= George Anderson Gordon =

American politician

George Anderson Gordon (1830 – 1872) was an American politician.

Gordon was born in Savannah, Georgia, in September of 1830. He entered the Sophomore Class at Yale College in Sept., 1846, and after graduation in 1849 remained for a year, engaged in the study of law, in the Law Department. In November of 1850 he began the practice of his profession in Newark, New Jersey. In the following summer he returned to Savannah, where he continued in practice, in partnership with George Anderson Mercer, until the close of the year 1860. During this period he was, successively, U.S. District Attorney for Georgia and Member of the Georgia House of Representatives.

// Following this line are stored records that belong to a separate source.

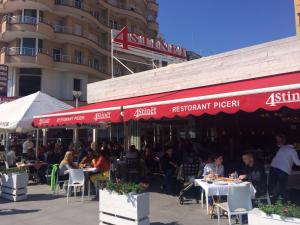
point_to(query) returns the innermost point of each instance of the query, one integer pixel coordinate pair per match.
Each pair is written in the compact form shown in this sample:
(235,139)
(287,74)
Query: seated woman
(65,165)
(211,170)
(102,164)
(88,160)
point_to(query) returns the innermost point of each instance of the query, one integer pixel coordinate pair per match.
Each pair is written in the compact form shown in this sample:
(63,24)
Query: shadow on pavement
(42,197)
(172,223)
(6,212)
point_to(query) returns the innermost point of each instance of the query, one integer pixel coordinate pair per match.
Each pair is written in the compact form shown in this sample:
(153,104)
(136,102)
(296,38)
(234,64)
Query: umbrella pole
(37,143)
(6,142)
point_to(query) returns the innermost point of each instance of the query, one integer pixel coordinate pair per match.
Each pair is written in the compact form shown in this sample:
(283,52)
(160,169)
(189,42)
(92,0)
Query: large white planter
(131,209)
(257,217)
(14,186)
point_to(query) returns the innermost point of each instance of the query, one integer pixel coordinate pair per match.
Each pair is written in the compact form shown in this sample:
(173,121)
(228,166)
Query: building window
(29,81)
(114,24)
(78,57)
(77,85)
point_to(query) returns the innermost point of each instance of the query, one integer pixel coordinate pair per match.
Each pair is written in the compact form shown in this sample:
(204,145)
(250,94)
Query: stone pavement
(43,208)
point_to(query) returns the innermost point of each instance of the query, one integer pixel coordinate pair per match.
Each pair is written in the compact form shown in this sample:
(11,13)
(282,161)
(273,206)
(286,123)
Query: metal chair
(190,171)
(132,165)
(238,202)
(76,179)
(59,181)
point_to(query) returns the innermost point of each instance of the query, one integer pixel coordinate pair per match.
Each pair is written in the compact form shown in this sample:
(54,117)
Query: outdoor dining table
(87,171)
(35,167)
(218,189)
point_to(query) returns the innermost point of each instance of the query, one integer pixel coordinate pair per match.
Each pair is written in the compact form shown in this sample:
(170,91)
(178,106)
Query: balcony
(152,5)
(18,26)
(14,5)
(26,57)
(153,25)
(65,33)
(123,9)
(73,7)
(79,64)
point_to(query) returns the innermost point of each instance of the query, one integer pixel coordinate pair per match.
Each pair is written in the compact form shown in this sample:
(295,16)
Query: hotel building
(57,46)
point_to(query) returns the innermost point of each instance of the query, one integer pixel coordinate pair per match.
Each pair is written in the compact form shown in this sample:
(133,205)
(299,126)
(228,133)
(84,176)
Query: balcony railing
(78,60)
(24,51)
(70,30)
(117,4)
(80,5)
(18,19)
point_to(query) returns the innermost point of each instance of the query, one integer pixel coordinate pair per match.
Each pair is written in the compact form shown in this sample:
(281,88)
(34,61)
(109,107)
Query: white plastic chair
(265,197)
(76,179)
(238,202)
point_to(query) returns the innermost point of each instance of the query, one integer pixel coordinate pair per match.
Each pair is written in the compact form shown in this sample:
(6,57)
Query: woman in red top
(103,162)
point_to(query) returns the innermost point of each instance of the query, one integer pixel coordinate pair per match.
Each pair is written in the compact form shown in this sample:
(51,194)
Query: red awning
(92,114)
(270,93)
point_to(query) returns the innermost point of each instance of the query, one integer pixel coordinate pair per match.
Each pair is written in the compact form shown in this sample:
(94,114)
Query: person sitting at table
(169,167)
(102,164)
(31,154)
(281,167)
(11,157)
(88,160)
(254,172)
(65,165)
(212,170)
(150,159)
(132,153)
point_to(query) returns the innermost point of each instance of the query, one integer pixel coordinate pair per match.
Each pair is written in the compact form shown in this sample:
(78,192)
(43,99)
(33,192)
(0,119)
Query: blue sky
(213,26)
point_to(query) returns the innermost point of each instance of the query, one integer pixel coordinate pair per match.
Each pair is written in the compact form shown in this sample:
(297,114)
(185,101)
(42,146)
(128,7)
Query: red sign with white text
(249,103)
(80,118)
(142,42)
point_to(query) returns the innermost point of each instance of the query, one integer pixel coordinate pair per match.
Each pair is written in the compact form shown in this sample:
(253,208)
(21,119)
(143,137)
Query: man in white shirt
(11,157)
(281,167)
(26,146)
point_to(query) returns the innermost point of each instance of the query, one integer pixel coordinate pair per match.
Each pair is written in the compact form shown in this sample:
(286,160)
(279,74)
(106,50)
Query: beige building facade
(58,46)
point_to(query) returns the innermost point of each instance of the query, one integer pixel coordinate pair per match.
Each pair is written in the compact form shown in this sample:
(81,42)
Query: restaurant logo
(145,112)
(142,42)
(283,97)
(44,121)
(102,116)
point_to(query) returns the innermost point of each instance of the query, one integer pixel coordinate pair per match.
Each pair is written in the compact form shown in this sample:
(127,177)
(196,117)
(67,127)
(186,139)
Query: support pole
(45,136)
(6,142)
(95,135)
(112,53)
(37,143)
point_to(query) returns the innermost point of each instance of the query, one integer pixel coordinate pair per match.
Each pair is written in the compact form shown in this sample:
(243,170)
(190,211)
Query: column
(134,133)
(45,131)
(95,134)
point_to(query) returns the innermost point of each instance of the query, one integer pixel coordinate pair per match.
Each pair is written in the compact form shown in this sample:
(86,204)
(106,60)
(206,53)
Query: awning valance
(269,93)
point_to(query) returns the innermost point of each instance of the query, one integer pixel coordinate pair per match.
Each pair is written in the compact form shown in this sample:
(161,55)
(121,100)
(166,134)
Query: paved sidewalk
(42,208)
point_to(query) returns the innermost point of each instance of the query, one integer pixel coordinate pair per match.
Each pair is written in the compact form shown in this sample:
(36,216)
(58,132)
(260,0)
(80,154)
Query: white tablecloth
(219,190)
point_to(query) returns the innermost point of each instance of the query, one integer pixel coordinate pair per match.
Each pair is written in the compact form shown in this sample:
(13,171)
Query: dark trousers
(278,178)
(169,182)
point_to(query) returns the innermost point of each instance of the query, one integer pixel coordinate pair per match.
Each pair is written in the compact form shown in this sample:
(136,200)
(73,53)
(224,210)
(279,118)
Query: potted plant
(276,214)
(124,203)
(14,184)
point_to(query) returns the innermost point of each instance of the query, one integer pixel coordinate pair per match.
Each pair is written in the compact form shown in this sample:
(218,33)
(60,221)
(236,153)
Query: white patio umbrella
(17,116)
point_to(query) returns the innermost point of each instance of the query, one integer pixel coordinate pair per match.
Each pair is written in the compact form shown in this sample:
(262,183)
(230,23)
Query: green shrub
(283,210)
(13,170)
(123,188)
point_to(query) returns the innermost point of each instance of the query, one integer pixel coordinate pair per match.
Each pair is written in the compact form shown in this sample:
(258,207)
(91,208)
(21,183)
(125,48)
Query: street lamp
(77,95)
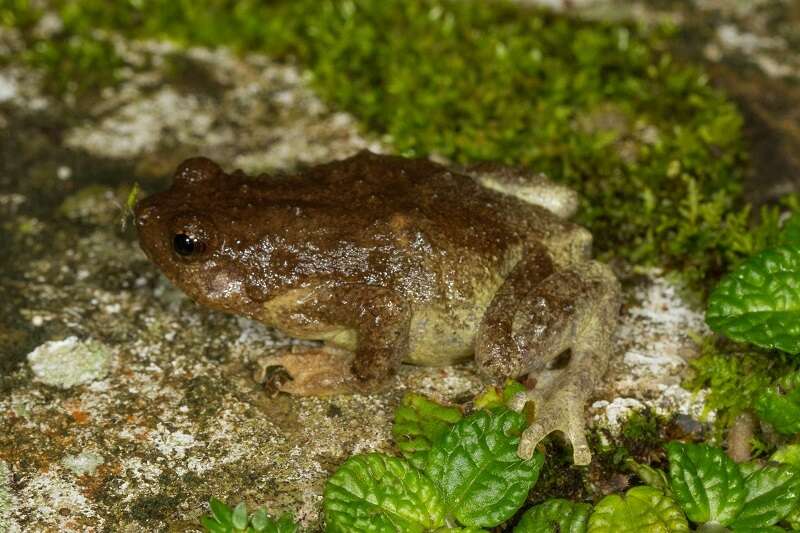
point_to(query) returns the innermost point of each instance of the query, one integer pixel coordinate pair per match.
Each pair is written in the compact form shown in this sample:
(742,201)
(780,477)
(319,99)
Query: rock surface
(165,413)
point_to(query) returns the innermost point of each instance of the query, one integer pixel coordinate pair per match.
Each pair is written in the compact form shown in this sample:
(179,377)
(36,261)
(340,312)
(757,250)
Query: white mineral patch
(138,126)
(658,330)
(618,410)
(47,496)
(83,463)
(172,444)
(654,338)
(70,362)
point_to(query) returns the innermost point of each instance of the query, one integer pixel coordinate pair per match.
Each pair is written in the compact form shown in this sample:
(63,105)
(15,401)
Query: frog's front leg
(380,320)
(573,309)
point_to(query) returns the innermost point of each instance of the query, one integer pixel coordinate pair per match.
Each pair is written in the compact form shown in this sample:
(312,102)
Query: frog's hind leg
(321,371)
(573,309)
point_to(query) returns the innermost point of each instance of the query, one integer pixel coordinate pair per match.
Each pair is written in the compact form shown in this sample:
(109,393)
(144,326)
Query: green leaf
(790,232)
(461,530)
(213,526)
(772,493)
(221,512)
(705,482)
(759,302)
(793,518)
(477,470)
(641,509)
(555,516)
(418,423)
(239,517)
(769,529)
(378,493)
(780,404)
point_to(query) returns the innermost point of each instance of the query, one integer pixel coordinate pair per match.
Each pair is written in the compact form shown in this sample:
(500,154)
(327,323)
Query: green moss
(735,375)
(642,429)
(5,498)
(654,150)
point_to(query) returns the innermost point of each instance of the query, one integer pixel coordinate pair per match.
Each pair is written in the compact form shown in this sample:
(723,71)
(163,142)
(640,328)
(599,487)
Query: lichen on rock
(70,362)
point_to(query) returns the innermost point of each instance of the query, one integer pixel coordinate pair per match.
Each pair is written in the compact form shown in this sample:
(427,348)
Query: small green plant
(780,405)
(223,519)
(471,480)
(759,301)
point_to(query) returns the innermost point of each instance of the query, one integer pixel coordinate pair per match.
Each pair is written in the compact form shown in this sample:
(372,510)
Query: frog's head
(188,232)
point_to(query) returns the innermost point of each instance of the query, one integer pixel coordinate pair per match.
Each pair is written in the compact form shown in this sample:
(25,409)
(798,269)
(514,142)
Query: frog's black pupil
(184,244)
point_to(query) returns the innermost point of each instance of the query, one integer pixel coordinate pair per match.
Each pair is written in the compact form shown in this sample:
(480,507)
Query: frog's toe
(562,412)
(313,372)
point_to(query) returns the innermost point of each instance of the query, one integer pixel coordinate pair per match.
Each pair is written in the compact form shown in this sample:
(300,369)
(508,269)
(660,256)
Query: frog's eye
(187,246)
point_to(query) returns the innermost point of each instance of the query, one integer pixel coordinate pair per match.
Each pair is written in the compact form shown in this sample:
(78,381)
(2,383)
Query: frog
(387,260)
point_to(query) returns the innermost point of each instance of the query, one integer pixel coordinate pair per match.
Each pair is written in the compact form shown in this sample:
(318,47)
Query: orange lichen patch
(81,417)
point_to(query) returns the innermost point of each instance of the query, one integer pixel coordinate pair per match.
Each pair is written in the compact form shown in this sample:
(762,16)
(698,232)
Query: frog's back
(451,209)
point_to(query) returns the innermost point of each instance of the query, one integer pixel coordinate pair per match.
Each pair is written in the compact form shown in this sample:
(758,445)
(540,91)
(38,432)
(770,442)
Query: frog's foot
(312,372)
(555,410)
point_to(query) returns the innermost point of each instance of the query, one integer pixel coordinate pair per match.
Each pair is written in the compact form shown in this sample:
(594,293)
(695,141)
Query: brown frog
(389,260)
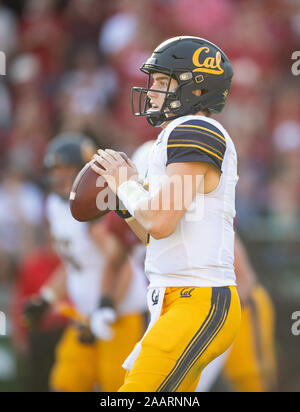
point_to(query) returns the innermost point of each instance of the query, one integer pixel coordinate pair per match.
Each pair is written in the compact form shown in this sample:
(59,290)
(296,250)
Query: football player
(111,301)
(186,216)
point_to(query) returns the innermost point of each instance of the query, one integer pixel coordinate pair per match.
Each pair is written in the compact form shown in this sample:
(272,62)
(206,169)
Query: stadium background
(70,66)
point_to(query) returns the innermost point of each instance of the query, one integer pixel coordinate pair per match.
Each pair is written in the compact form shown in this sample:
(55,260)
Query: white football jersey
(201,250)
(83,262)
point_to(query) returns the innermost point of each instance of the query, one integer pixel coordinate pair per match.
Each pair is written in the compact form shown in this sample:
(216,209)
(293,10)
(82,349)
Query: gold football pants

In 1860-61 he was a member of the Georgia State Senate, and then entered the Confederate military service, as captain in the 1st Regiment of Georgia Volunteers. He subsequently became major and colonel. After the close of the war, he removed to Huntsville, Alabama, where he engaged in the practice of the law until his last illness. He died in Huntsville, age 42.

He married Carolina B. Steenbergen, of Virginia, June 5, 1850. She died July 16, 1851, leaving one son. He later married Ellen C. Bevine on January 12, 1854. She died August 15, 1867, leaving six children, one of whom, Percy Gordon, was the father of diplomat George A. Gordon.